Contrairement à ce à quoi l’on pouvait s’attendre, Spotify et les autres plateformes souffrent du confinement. Les taux d’écoute sont parfois en chute libre.

Comme beaucoup de monde, les chanteurs et les groupes ont brutalement vu leur activité réduite à néant. Privés de concerts et de tournées, c’est leur gagne-pain qui s’est envolé puisque les ventes de disques ne rapportent plus comme par le passé. Et même si certaines sorties d’albums sont encore à l’ordre du jour, nombre d’entre elles ont été reportées et dans leur sillage les maigres revenus que pouvaient procurer les écoutes en streaming.

Conscientes de la situation, certaines plateformes ont décidé de faire un geste. C’est le cas de Bandcamp, une structure réputée plus transparente que la plupart des autres pour la rémunération des artistes. Elle a décidé de revoir à la baisse le pourcentage qu’elle perçoit sur les ventes digitales. Un geste qui en appelle d’autres aux yeux des musiciens. Dans une pétition lancée sur Internet, ils demandent au leader du secteur, Spotify, en guise de geste de solidarité, de tripler la rétribution accorder habituellement aux artistes écoutés sur sa plateforme et d’apporter une aide financière à Sweet Relief, une structure qui vient en aide aux groupes, chanteurs et autres acteurs de l’industrie musicale.

Dans le Guardian, Spotify déclare avoir pris la mesure de la situation et travailler sur des solutions pour épauler le secteur via un fonds d’aide, le MusiCares. La plateforme annonce aussi avoir ouvert ses publicités à des communications gouvernementales et d’organisations caritatives pour partager des informations, notamment à propos des mesures de sécurité liées à la pandémie. Par contre, point d’augmentation des revenus en vue pour les artistes, en tout cas dans la communication officielle. Pour eux, c’est la spirale infernale, la double peine même.

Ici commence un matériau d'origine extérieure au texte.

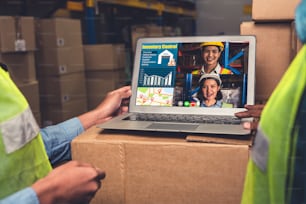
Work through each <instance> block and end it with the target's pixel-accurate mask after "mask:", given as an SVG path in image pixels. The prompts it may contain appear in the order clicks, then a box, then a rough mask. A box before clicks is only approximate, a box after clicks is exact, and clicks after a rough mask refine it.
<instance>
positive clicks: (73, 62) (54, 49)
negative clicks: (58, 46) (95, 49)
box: [36, 45, 84, 76]
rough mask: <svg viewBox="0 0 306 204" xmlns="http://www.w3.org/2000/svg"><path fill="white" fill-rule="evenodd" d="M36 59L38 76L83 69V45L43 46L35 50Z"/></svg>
mask: <svg viewBox="0 0 306 204" xmlns="http://www.w3.org/2000/svg"><path fill="white" fill-rule="evenodd" d="M36 61H37V73H38V75H40V76H54V75H62V74H69V73H73V72H80V71H84V52H83V46H82V45H79V46H78V45H76V46H75V47H61V48H44V49H41V50H39V52H37V55H36Z"/></svg>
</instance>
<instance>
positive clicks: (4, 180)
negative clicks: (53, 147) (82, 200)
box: [0, 67, 52, 200]
mask: <svg viewBox="0 0 306 204" xmlns="http://www.w3.org/2000/svg"><path fill="white" fill-rule="evenodd" d="M39 131H40V129H39V127H38V125H37V123H36V121H35V119H34V117H33V114H32V112H31V110H30V108H29V105H28V103H27V101H26V99H25V97H24V96H23V95H22V93H21V92H20V91H19V89H18V88H17V87H16V85H15V84H14V82H13V81H12V80H11V78H10V76H9V73H8V72H6V71H5V70H4V69H2V68H1V67H0V200H1V198H4V197H6V196H8V195H10V194H12V193H14V192H16V191H19V190H21V189H23V188H25V187H29V186H31V185H32V184H33V183H34V182H35V181H37V180H38V179H40V178H42V177H44V176H46V175H47V174H48V173H49V172H50V170H51V169H52V167H51V165H50V162H49V159H48V156H47V154H46V151H45V148H44V144H43V140H42V137H41V135H40V133H39Z"/></svg>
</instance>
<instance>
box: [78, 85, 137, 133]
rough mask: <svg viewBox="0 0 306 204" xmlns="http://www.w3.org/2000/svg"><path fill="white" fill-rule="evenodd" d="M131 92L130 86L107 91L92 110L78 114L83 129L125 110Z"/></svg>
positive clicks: (99, 122) (106, 120)
mask: <svg viewBox="0 0 306 204" xmlns="http://www.w3.org/2000/svg"><path fill="white" fill-rule="evenodd" d="M131 94H132V91H131V86H124V87H121V88H119V89H116V90H114V91H111V92H109V93H108V94H107V95H106V97H105V98H104V100H103V101H102V102H101V103H100V104H99V105H98V106H97V107H96V108H95V109H94V110H92V111H89V112H87V113H84V114H83V115H81V116H79V119H80V121H81V123H82V125H83V127H84V129H88V128H89V127H91V126H93V125H97V124H100V123H102V122H105V121H107V120H109V119H111V118H112V117H114V116H116V115H120V114H122V113H125V112H127V111H128V103H127V102H126V101H127V100H129V97H130V96H131Z"/></svg>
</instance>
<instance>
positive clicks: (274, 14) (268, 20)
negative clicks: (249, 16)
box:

Moins 23% d'écoutes en Italie

Car contrairement à ce à quoi l’on pouvait s’attendre, le confinement ne pousse pas la population à écouter de la musique en ligne. Aussi étonnant que cela puisse paraître, les chiffres sont en repli, pour ne pas dire en chute libre dans certains pays confinés comme l’Italie. Moins 23 % a calculé le site Quartz ! Là où le top 200 des titres les plus écoutés enregistrait une moyenne de 18,3 millions d’écoutes par jour en février, il n’en comptabilise plus que 14,4 millions depuis le 9 mars, date d’entrée en vigueur du confinement total. L’addition est également lourde aux États-Unis, moins 13,3 %, en Espagne, moins 12,7 % et au Royaume Uni, moins 10,5 %. Elle est moins prononcée par contre en France où la baisse est de l’ordre de 2,5 %.

Quartz avance deux explications à cette désaffection. Il rappelle d’abord que les plus fortes consommations de streaming ont lieu les vendredi et samedi, lorsque les gens sont les plus susceptibles de sortir, ce qu’ils ne peuvent plus faire. Il pointe ensuite l’écoute qui se fait pendant les trajets effectués. Ceux-ci étant parfois réduits à leur plus simple expression dans les pays confinés, le déclin est inéluctable.